- Dowrmishkhanlu Location within Iran
- Coordinates: 39°10′29″N 47°07′52″E﻿ / ﻿39.17472°N 47.13111°E
- Country: Iran
- Province: East Azerbaijan
- County: Khoda Afarin
- District: Central
- Rural District: Bastamlu

Population (2016)
- • Total: 297
- Time zone: UTC+3:30 (IRST)

= Dowrmishkhanlu =

Village in East Azerbaijan province, Iran

Dowrmishkhanlu (دورميشكانلو) (Note: Also romanized as Dowrmīshkhānlū; also known as Dormīshkānlū) is a village in Bastamlu Rural District of the Central District in Khoda Afarin County, East Azerbaijan province, Iran.

==Demographics==
===Ethnicity===
The village is populated by the Kurdish Chalabianlu tribe.

===Population===
At the time of the 2006 National Census, the village's population was 481 in 98 households, when it was in the former Khoda Afarin District of Kaleybar County.
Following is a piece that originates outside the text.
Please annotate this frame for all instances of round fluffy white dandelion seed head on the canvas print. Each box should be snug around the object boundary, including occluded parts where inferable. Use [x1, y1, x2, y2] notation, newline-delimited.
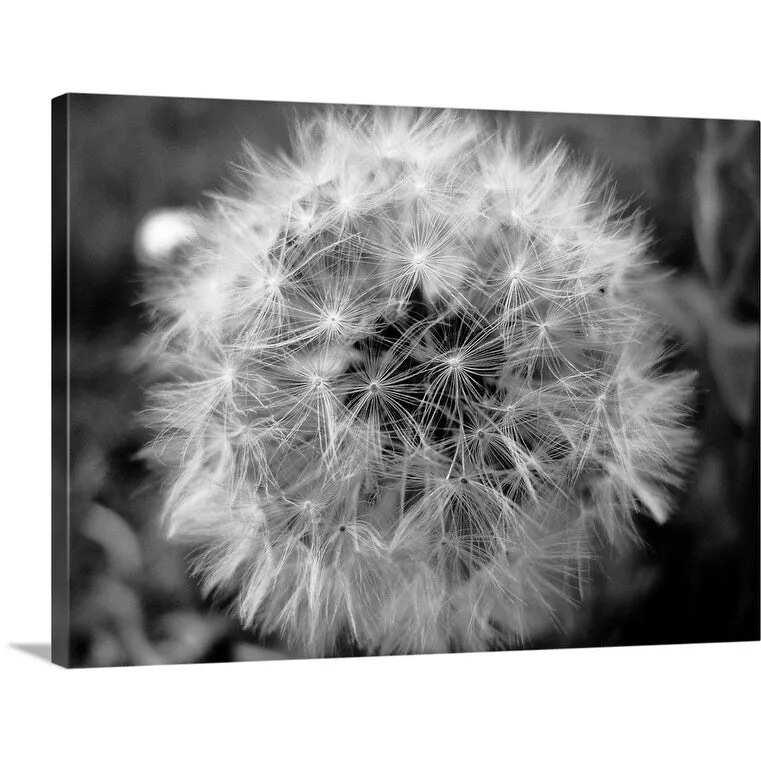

The following census in 2011 counted 398 people in 105 households, by which time the district had been separated from the county in the establishment of Khoda Afarin County. The rural district was transferred to the new Central District. The 2016 census measured the population of the village as 297 people in 94 households.